ISEEQ: Information Seeking Question Generation using Dynamic Meta-Information Retrieval and Knowledge Graphs
Gaur, Manas, Gunaratna, Kalpa, Srinivasan, Vijay, Jin, Hongxia
Conversational Information Seeking (CIS) is a relatively new research area within conversational AI that attempts to seek information from end-users in order to understand and satisfy users' needs. If realized, such a system has far-reaching benefits in the real world; for example, a CIS system can assist clinicians in pre-screening or triaging patients in healthcare.
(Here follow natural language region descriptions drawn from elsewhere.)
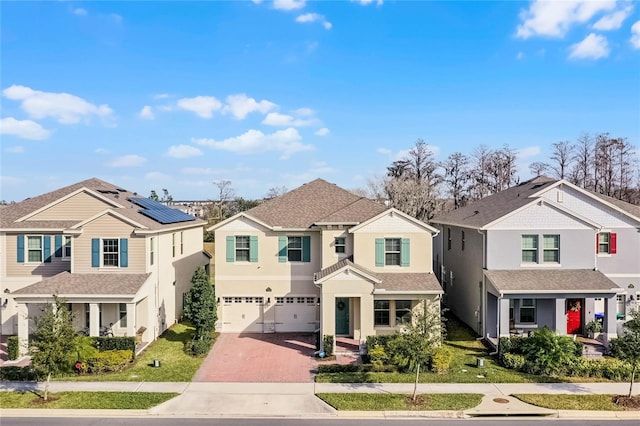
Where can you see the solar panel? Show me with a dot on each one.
(161, 213)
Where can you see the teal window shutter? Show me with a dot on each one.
(306, 249)
(379, 251)
(46, 248)
(282, 248)
(20, 249)
(124, 252)
(58, 245)
(231, 248)
(253, 248)
(405, 252)
(95, 252)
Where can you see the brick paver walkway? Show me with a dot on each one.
(249, 357)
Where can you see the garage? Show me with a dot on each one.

A key open sub-problem in CIS that remains unaddressed in the literature is generating Information Seeking Questions (ISQs) based on a short initial query from the end-user. To address this open problem, we propose Information SEEking Question generator (ISEEQ), a novel approach for generating ISQs from just a short user query, given a large text corpus relevant to the user query. Firstly, ISEEQ uses a knowledge graph to enrich the user query. Secondly, ISEEQ uses the knowledge-enriched query to retrieve relevant context passages to ask coherent ISQs adhering to a conceptual flow. Thirdly, ISEEQ introduces a new deep generative-adversarial reinforcement learning-based approach for generating ISQs. We show that ISEEQ can generate high-quality ISQs to promote the development of CIS agents. ISEEQ significantly outperforms comparable baselines on five ISQ evaluation metrics across four datasets having user queries from diverse domains. Further, we argue that ISEEQ is transferable across domains for generating ISQs, as it shows the acceptable performance when trained and tested on different pairs of domains. The qualitative human evaluation confirms ISEEQ-generated ISQs are comparable in quality to human-generated questions and outperform the best comparable baseline.